Human Platelet Antigen-1 and Glanzmann Thrombasthenia

This is an inherited disorder of platelet function, characterized by quantitative or qualitative defects of the platelet GPIIb-IIIa complex. Patients with the condition may require repeated transfusions and therefore alloimmunization against platelet antigens is of particular interest. As GPIIIa contains HPA-1, its diminished expression in patients with Glanzmann thrombasthenia may impede serological determination of the HPA-1 allotype(32). Hence, genotyping can serve as a reliable tool for HPA-1 typing even if serological results fail. It is interesting to note that patients with Glanzmann thrombasthenia positive for HPA-1b have milder bleeding manifestations(35).

HPA and Myocardial Infarction

It has been reported that the frequency of carrying one copy of HPA-1b allele was twice higher in patients with myocardial infarction or unstable angina(36,37). However, majority of studies have found no difference(38,39). Comparison of results of various studies is complicated by the fact that there are differences in the definition of coronary artery disease, selection of control subjects and study design.
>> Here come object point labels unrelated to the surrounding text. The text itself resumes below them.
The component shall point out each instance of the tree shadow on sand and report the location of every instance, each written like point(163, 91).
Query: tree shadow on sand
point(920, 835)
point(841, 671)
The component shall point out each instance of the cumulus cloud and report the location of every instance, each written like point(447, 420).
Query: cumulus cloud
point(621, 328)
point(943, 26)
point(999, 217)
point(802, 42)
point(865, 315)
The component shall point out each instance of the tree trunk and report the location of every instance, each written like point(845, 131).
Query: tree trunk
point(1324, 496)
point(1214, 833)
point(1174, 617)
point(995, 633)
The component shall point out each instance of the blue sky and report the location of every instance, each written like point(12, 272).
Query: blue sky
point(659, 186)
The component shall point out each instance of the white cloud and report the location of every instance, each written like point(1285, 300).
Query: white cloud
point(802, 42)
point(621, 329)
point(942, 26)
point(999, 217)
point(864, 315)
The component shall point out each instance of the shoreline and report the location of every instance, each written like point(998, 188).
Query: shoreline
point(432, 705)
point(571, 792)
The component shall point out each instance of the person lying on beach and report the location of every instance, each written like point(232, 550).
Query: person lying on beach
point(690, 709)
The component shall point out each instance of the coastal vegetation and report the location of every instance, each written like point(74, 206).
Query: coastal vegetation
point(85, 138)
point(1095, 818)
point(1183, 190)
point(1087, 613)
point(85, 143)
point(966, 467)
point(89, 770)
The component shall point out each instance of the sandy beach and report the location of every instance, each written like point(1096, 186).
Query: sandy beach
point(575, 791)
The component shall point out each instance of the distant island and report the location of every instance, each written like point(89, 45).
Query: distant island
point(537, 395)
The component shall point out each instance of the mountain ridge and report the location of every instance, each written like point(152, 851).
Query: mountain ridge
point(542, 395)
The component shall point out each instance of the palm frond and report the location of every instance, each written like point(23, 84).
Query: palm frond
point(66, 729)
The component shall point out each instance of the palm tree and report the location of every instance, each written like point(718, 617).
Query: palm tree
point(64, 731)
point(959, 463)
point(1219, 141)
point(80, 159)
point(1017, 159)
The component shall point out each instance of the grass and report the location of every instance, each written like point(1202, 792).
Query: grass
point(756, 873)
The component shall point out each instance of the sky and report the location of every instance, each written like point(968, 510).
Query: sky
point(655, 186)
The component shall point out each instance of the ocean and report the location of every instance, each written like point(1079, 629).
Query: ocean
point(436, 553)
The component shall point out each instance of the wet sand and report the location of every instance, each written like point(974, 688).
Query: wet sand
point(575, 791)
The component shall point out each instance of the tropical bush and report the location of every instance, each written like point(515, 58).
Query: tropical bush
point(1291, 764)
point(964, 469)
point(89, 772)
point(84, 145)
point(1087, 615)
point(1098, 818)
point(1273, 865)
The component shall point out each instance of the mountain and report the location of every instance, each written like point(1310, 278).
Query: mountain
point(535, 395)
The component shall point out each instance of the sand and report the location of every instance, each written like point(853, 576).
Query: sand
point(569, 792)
While some studies show that HPA-1b positive platelets display increased in vitro platelet reactivity as compared to HPA-1b negative platelets(40), others have refuted the finding(41).

 

Key Messages


• HPA system is one of the polymorphisms recently described in different ethnic populations.

• Several disorders have been linked to the HPA systems, including NAITP and PTP.

• Sensitization to platelet alloantigens may be influenced by another highly polymorphic antigen, the HLA system.